Au fond d’elle, elle
remercie la fliquette de se la boucler.
— Et la fille ?
— Pareil. 6 ans percutée par une
bagnole et cachée grossièrement dans un chantier abandonné.
— Ils ont accepté l’exhumation
facilement ?
— Ils ont accepté.
Camille a envie
d’une cigarette.
— Et Simon, demande Inès après un moment
de silence.
— Simon ?
— Vous venez de le fracasser.
Camille ne sait
pas trop quoi répondre.
— En tout cas vous avez raison de
lui parler comme ça, c’est un authentique connard.
— Pardon ?
En d’autres circonstances,
Camille n’aurait pas accepté de commentaires sur les collègues. Mais
curieusement, elle sentait qu’Inès pouvait se permettre d’aller plus loin. Et
qu’elle laissait faire.
— Qu’est-ce qui vous fait dire
ça ?
— C’est à vous de me le dire.
— Il a essayé de me violer hier
soir.
Inès reste très
professionnelle, ne fait pas d’embardée avec le fourgon, garde les yeux sur la
route. Mais ses mâchoires se sont crispées. Et ses doigts serrent le volant
comme s’il s’agissait du cou de Simon.
— Qu’est-ce que vous allez
faire ?
Camille soupire une
nouvelle fois.
— Vous avez une cigarette ?
— Désolée, je ne fume pas.
Ils sont pénibles
ces jeunes à n’avoir aucun défaut
— Rien. Je ne vais rien faire.
— Vous préférez le laissez libre et
impuni et qu’il recommence sur quelqu’un d’autre ?

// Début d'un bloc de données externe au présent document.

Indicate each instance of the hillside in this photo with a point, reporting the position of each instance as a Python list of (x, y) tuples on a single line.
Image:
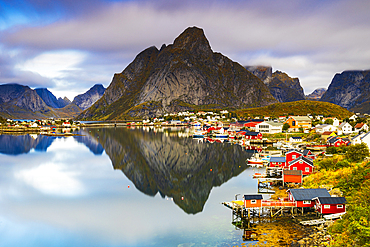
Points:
[(297, 108), (177, 77)]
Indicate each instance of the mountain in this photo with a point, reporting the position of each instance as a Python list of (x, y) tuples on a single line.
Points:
[(50, 99), (316, 94), (87, 99), (185, 75), (351, 90), (17, 101), (281, 86)]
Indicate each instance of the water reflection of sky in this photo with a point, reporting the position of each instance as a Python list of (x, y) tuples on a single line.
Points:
[(68, 196)]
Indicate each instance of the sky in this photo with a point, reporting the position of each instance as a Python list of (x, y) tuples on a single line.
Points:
[(69, 46)]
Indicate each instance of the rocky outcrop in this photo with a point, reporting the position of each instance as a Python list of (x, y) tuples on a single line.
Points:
[(285, 88), (50, 99), (349, 89), (171, 166), (262, 72), (17, 101), (87, 99), (183, 75), (316, 94), (281, 86)]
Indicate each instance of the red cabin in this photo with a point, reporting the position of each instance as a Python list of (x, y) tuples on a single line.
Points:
[(294, 176), (302, 164), (292, 155), (330, 205), (305, 197), (253, 201)]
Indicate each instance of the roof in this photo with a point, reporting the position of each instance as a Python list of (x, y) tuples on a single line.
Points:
[(301, 118), (296, 137), (277, 159), (250, 133), (308, 194), (307, 160), (331, 200), (253, 197), (292, 172), (359, 125)]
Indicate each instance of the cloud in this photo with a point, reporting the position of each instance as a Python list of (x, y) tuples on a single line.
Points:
[(307, 39)]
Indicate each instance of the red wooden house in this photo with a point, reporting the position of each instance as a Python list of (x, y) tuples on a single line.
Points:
[(253, 135), (305, 197), (253, 201), (292, 155), (292, 176), (303, 164), (308, 154), (277, 162), (330, 205), (336, 141)]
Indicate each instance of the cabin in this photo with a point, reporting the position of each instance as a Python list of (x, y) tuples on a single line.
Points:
[(330, 205), (292, 155), (253, 135), (336, 142), (297, 122), (302, 164), (361, 127), (308, 154), (253, 201), (277, 162), (292, 176), (295, 139), (305, 197)]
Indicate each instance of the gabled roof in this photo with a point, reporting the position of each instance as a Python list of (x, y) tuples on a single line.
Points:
[(308, 194), (331, 200), (365, 135), (292, 172), (250, 133), (277, 159), (307, 160), (253, 197)]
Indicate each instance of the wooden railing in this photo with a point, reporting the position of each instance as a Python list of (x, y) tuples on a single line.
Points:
[(269, 203)]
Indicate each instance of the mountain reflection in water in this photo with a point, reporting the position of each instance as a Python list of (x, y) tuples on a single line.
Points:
[(176, 167)]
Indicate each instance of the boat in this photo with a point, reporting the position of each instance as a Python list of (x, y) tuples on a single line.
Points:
[(255, 160)]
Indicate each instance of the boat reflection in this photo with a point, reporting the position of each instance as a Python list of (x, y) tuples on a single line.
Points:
[(166, 163)]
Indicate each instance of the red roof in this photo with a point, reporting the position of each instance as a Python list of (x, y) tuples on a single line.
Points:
[(251, 124)]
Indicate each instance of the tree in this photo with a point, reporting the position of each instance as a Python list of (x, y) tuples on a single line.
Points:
[(329, 121), (286, 126), (358, 152)]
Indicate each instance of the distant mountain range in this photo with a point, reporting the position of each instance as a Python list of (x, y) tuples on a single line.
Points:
[(18, 101), (185, 75), (351, 90)]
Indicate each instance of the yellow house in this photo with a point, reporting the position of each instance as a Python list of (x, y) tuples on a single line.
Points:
[(297, 122)]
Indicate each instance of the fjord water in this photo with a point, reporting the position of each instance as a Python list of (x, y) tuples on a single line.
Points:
[(120, 187)]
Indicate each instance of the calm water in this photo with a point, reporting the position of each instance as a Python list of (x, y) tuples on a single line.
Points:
[(120, 187)]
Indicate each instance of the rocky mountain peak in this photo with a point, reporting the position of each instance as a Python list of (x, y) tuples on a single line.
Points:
[(194, 40)]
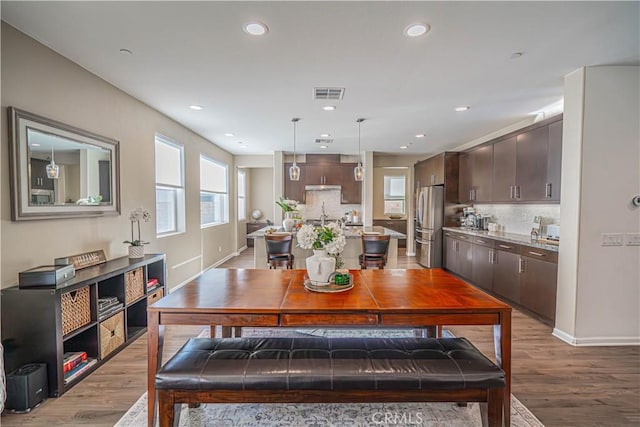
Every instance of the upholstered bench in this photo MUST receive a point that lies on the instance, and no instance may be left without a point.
(284, 370)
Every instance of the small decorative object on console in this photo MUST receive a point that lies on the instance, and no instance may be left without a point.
(136, 248)
(46, 276)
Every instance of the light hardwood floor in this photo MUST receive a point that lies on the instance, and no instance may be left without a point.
(562, 385)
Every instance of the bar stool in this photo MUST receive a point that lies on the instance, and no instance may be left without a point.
(279, 250)
(374, 251)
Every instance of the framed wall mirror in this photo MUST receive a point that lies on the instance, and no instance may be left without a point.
(60, 171)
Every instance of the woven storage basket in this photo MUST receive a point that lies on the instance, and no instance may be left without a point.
(76, 310)
(134, 285)
(111, 334)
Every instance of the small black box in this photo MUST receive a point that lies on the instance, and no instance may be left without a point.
(46, 276)
(26, 387)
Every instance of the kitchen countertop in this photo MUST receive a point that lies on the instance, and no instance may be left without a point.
(521, 239)
(350, 232)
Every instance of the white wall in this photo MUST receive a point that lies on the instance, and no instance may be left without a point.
(598, 287)
(36, 79)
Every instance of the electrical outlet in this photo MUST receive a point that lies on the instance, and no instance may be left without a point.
(612, 239)
(633, 239)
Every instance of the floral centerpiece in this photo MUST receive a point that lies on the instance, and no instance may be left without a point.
(327, 243)
(136, 246)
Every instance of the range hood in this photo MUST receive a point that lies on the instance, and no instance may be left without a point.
(322, 187)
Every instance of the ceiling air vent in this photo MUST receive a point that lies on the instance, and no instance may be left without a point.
(328, 92)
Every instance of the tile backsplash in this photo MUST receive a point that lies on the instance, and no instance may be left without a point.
(312, 209)
(519, 218)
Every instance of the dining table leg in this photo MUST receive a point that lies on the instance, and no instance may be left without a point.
(155, 342)
(502, 344)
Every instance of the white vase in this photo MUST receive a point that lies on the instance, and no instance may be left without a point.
(289, 221)
(136, 251)
(320, 266)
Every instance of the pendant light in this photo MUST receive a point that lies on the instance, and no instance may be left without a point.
(358, 171)
(52, 169)
(294, 170)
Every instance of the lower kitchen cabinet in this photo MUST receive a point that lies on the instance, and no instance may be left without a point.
(506, 276)
(538, 281)
(458, 254)
(482, 266)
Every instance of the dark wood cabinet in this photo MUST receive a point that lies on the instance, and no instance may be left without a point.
(41, 324)
(531, 164)
(538, 281)
(399, 225)
(351, 189)
(506, 276)
(554, 162)
(476, 175)
(482, 263)
(459, 254)
(504, 170)
(251, 227)
(294, 190)
(39, 178)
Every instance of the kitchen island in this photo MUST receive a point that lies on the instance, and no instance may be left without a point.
(350, 254)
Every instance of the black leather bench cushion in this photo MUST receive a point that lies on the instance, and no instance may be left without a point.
(328, 364)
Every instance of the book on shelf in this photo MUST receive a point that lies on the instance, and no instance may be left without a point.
(72, 359)
(79, 370)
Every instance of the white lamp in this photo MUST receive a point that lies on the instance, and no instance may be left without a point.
(358, 171)
(294, 170)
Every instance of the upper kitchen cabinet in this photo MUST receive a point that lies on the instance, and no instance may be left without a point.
(554, 162)
(526, 165)
(294, 190)
(351, 189)
(441, 169)
(476, 175)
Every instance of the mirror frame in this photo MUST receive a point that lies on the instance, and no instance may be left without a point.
(19, 168)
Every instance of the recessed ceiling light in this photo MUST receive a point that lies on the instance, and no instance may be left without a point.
(255, 28)
(417, 30)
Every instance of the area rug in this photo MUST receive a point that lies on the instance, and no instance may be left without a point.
(329, 414)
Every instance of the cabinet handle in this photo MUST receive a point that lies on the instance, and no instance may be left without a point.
(537, 254)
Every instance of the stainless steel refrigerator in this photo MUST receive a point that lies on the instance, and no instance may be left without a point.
(429, 220)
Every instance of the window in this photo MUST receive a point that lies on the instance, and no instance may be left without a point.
(242, 195)
(214, 189)
(169, 187)
(394, 195)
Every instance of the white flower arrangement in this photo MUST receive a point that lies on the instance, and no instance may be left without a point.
(329, 237)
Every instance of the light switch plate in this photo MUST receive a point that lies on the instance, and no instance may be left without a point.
(612, 239)
(633, 239)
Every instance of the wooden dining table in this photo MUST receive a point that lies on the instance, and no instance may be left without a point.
(421, 298)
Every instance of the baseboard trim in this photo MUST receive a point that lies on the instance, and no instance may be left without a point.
(595, 341)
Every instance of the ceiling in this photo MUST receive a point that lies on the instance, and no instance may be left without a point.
(196, 53)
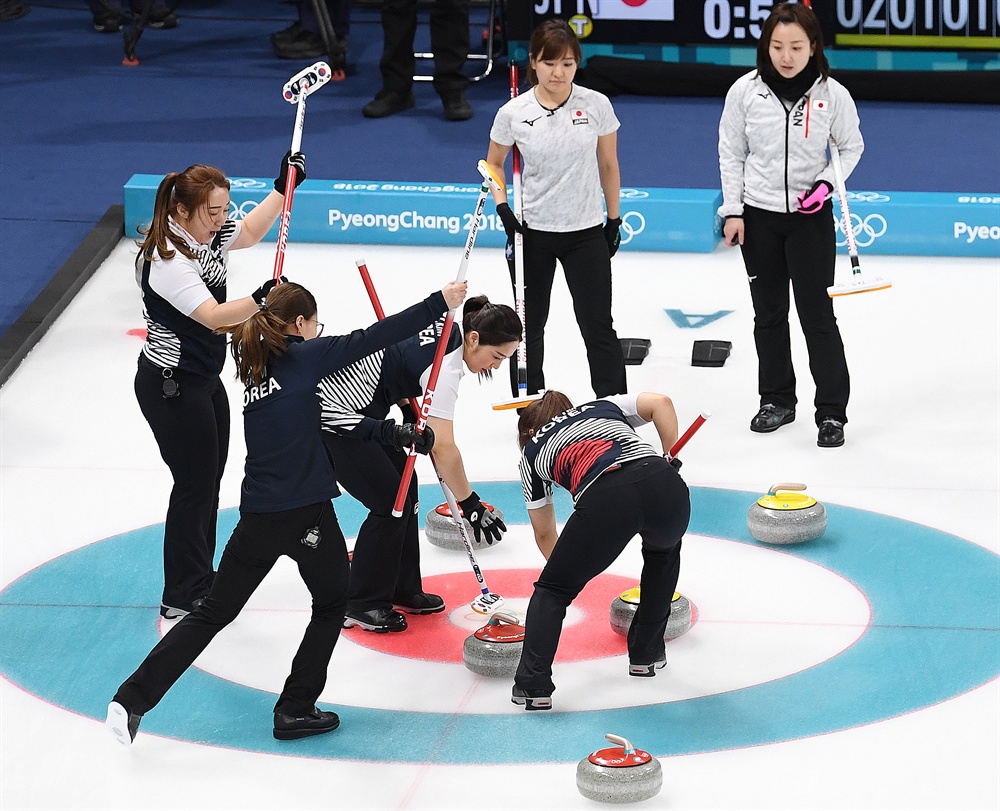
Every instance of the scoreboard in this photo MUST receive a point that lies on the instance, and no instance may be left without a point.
(909, 24)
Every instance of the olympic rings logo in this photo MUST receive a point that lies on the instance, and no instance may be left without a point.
(239, 212)
(868, 196)
(633, 224)
(871, 227)
(246, 183)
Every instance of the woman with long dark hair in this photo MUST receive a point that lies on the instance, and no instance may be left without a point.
(621, 487)
(285, 506)
(568, 139)
(385, 568)
(776, 184)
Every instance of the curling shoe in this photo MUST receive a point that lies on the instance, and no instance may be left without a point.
(169, 612)
(422, 603)
(379, 620)
(647, 670)
(122, 723)
(531, 699)
(831, 433)
(316, 722)
(771, 418)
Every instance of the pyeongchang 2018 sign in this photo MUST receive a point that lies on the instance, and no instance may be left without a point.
(922, 223)
(675, 220)
(402, 213)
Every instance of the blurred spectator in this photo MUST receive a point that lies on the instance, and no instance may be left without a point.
(303, 39)
(110, 16)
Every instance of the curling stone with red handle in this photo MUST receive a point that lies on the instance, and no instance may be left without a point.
(783, 517)
(621, 774)
(495, 649)
(442, 531)
(624, 605)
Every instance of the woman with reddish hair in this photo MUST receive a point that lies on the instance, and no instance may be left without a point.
(182, 270)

— Il ne recommencera pas sur
quelqu’un d’autre. C’est moi qu’il veut.
— Excusez-moi, mais vous savez bien
que c’est faux. Si vous l’avez repoussé, il va se venger sur une autre femme.
Ou plusieurs.
Bien entendu
qu’elle a raison
Mais qu’est-ce que
je peux faire
C’est mon plus
proche collaborateur
— Si même les femmes Capitaines
laissent tomber…
— Je ne laisse pas tomber, je vais
régler ça.
— Vous allez porter plainte ?
— Prenez par-là.
Le fourgon arrive
devant l’hôpital et Camille indique la direction de l’institut de médecine
légale.
— Concentrez-vous sur l’affaire qui
nous occupe, ajoute-t-elle.
Elles contournent
les bâtiments au ralenti à la recherche d’une place.
— Garez-vous devant, on ne trouvera
rien d’autre.
Inès immobilise le
véhicule devant la porte.
Elle abaisse le
pare-soleil sur lequel on peut lire Police et descend.
Dans le coffre,
les deux femmes prennent les gros sacs d’investigation et les transportent avec
difficulté jusqu’à l’intérieur de l’institut. Des flics les attendent.
— Donnez, propose un policier.
Camille laisse
volontiers son sac, mais Inès, toute petite au milieu des gaillards tient à
porter le sien.
— Bonjour Capitaine, dit un homme
en lui tendant une main franche.
— Bonjour Bertier.
— Vous avez fait bonne route ?
ajoute-t-il d’une voix chaleureuse.
— Merci.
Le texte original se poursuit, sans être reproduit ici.